This page describes what we needed to take into account when porting the application to Series 40.
A central part of the functionality is opening Reddit links in the web browser of the device. While the recent Series 40 devices allow opening external URLs in the browser, there might be content that the Series 40 browser cannot open. The most notable exception to the feature set of the Android client is viewing video content. The category "/r/videos" was removed from the Series 40 port because of lack of support for viewing them in the device.
The Android application architecture declares the general structure of an application: the application is essentially a collection of Activity objects, each of which are displayed on the platform upon request. They have a predetermined lifecycle and way of setting them up, launching them, etc.
In Series 40, what happens once the MIDlet is entered, is left up to the implementation of the "startApp()" method to decide. The Display class is used to control which view is shown, but the framework itself does not take part in the application flow. This means it is usually convenient to have a central view controller component for the central logic of switching between views.
Android has several mechanisms that the developer can use for dealing with asynchronous operations. In the Series 40 port, asynchronous operations were implemented using custom Listener classes that would be passed to the operations in their constructor.
The JSON library used for parsing API responses was practically the same for both platforms. Although a different distribution, the API for the Java ME library is effectively the same for the Android one. The main difference is that the library is bundled in the Android SDK, whereas it had to be picked up separately for use in a JME project.
As opposed to the Android SDK, with a moderate collection of utilities and helper classes bundled in the distribution, the class library of Java ME is relatively thin. A number of helper classes are included in this application:
HttpClient and HttpOperation classes for handling asynchronous HTTP requests
TextWrapper for splitting text to be displayed in view items
DatePrettyPrinter for printing human-readable dates, e.g. "3 days ago"
TouchChecker for detecting availability of touch (should always be available for the targeted Series 40 touch devices)

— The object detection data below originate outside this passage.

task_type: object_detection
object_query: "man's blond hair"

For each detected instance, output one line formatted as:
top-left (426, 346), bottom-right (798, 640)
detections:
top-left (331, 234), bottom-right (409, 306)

ImageLoader for loading images
SessionManager for writing and reading stuff in the cache
How views are defined and drawn is one of the most significant differences between the Android and Series 40 platforms. In Android, views are usually defined declaratively in XML format by specifying layouts and UI components contained in them. In contrast, in Series 40 the view definition is done in the program code (although graphical editors are available for both platforms). Defining font sizes is more flexible in Android, and with flexible layouts options, the user does not have to calculate metrics for view components.
Figure: Front page on Android (left) and Series 40 (right)
Figure: Comments view on Android (left) and Series 40 (right)
Because Android as a platform has a wide variety of different screen sizes and pixel densities, a typical application should have separate assets for low, medium, and high resolution displays. In this sense, the Series 40 devices are more homogeneous in that they commonly share a screen size of 240x320 or 240x400 pixels.
Series 40 full touch devices introduce landscape support but it was decided not to support it in this application.
Fixed top bar
The Android version used a fixed Link item (the topmost view component) in the Comments view. This would not have been possible without making the UI fully custom in Series 40. As a result, the Link item was made to scroll in the view just as the other items.
The original Android version didn't limit the number of Comments retrieved: instead, it always retrieved all the comments. Even if the data transfer would take some time, populating a list of some hundreds of comments and displaying them all in a ListView at once did not seem to be an issue. The situation is quite different on a Series 40 phone with less memory and processing power. Here it makes sense to only fetch a partition of the comments at a time, and load more when required.
Also, a View caching mechanism was put in place. The cache was implemented using WeakReferences, which are cleared up basically every time the application runs low on memory and the garbage collector is run. This means that the lifetime of a single view stored in the cache will not be long. Generally, a SoftReference would have been a better choice for a cache such as this as it wouldn't get garbage collected just as easily as a weak reference does, but in the 1.3 version of Java there are only WeakReferences available.
Potentially long-running tasks are executed in their own threads, and content is inserted in the Views by the UI thread by calling display.callSerially(Runnable r).
Unlike on Android, the thumbnail images in Link items are not scaled for performance and simplicity. They are almost always 70 pixels in width, which fits the JME version display nicely.
The model classes were used almost as-is, with minor updates for date formatting and additional properties. Also the logic for parsing the JSON into Link and Comment objects was brought in largely unchanged, although it was later refactored and optimised a bit for the target environment. What had to be changed were mostly converting some generics into typecasts and updating some data types.
Consider the difference in the following two code blocks. Compare Android:
List<CommentThing> comments = new ArrayList<CommentThing>(); ... CommentThing comment = comments.get(0);
To Series 40:
Vector comments = new Vector(); ... CommentThing comment = (CommentThing) comments.elementAt(i);
To summarise, most of the parts related to the handling of data remained the same, but the parts related to UI management or application flow control were rewritten for the target platform.